Yes, you can use plant-based cream and nutritional yeast instead of cheese for a vegan version.
What type of pasta works best?
Fettuccine is ideal due to its ability to hold the creamy sauce, but any pasta shape works well.
Can I use fresh pumpkin instead of canned?
Absolutely! Just roast and puree fresh pumpkin for a more vibrant flavor.
How can I make this dish spicier?
Add red pepper flakes or a dash of cayenne pepper to the sauce for a kick.
Is pumpkin pasta good for meal prep?
Yes, it stores well and can be reheated easily, making it perfect for meal prep.
Conclusion
Pumpkin pasta is a delightful dish that combines the warmth of fall flavors with a creamy texture that’s hard to resist. Easy to prepare and versatile, this recipe is perfect for gatherings or a cozy night in. Enjoy the rich taste and nourishing goodness of pumpkin pasta today!

Pumpkin Pasta
Ingredients
- 12 oz fettuccine or pasta of choice
- 1 cup pumpkin puree
- 1 cup heavy cream
- 1/2 cup grated Parmesan cheese
- 2 cloves garlic minced
- 1 tsp sage dried or fresh
- 1/2 tsp nutmeg
- Salt and pepper to taste
- Olive oil
- Pumpkin seeds for garnish
Instructions
- Cook the pasta according to package instructions until al dente.

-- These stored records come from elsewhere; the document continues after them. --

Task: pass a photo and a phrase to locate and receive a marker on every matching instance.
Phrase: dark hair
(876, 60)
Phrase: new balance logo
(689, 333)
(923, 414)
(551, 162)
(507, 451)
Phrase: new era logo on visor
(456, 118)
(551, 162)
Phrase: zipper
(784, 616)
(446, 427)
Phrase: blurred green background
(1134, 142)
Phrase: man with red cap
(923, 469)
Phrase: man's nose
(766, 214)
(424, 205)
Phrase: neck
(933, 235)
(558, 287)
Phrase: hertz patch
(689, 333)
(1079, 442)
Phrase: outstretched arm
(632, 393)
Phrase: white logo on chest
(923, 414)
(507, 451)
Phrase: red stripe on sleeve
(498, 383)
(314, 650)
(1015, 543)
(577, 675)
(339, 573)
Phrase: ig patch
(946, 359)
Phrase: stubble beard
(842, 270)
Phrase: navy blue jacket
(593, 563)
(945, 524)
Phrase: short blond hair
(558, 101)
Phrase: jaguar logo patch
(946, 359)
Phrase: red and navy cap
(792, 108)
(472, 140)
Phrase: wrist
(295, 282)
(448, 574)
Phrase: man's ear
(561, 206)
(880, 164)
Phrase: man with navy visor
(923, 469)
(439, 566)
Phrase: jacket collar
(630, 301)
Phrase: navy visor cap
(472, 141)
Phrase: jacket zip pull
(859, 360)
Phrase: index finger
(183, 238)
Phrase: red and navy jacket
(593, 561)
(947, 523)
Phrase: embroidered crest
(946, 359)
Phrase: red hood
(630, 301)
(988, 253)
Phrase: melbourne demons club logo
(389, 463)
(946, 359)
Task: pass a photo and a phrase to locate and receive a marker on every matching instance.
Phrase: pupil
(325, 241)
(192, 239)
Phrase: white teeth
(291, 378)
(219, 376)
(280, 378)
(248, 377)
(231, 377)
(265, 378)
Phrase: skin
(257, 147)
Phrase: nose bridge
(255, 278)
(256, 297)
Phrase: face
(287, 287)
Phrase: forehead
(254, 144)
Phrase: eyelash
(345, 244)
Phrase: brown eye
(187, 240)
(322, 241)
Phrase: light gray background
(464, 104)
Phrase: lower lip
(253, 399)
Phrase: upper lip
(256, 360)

- Heat olive oil in a large skillet over medium heat.
- Add minced garlic and sauté for 1-2 minutes until fragrant.
- Stir in the pumpkin puree and mix well.
- Pour in the heavy cream and bring to a gentle simmer.
- Add grated Parmesan cheese, sage, nutmeg, salt, and pepper.
- Stir until the cheese melts and the sauce is smooth.
- Drain the pasta and reserve a bit of pasta water.
- Combine the pasta with the pumpkin sauce, adding reserved water as needed for consistency.
- Serve hot, garnished with pumpkin seeds.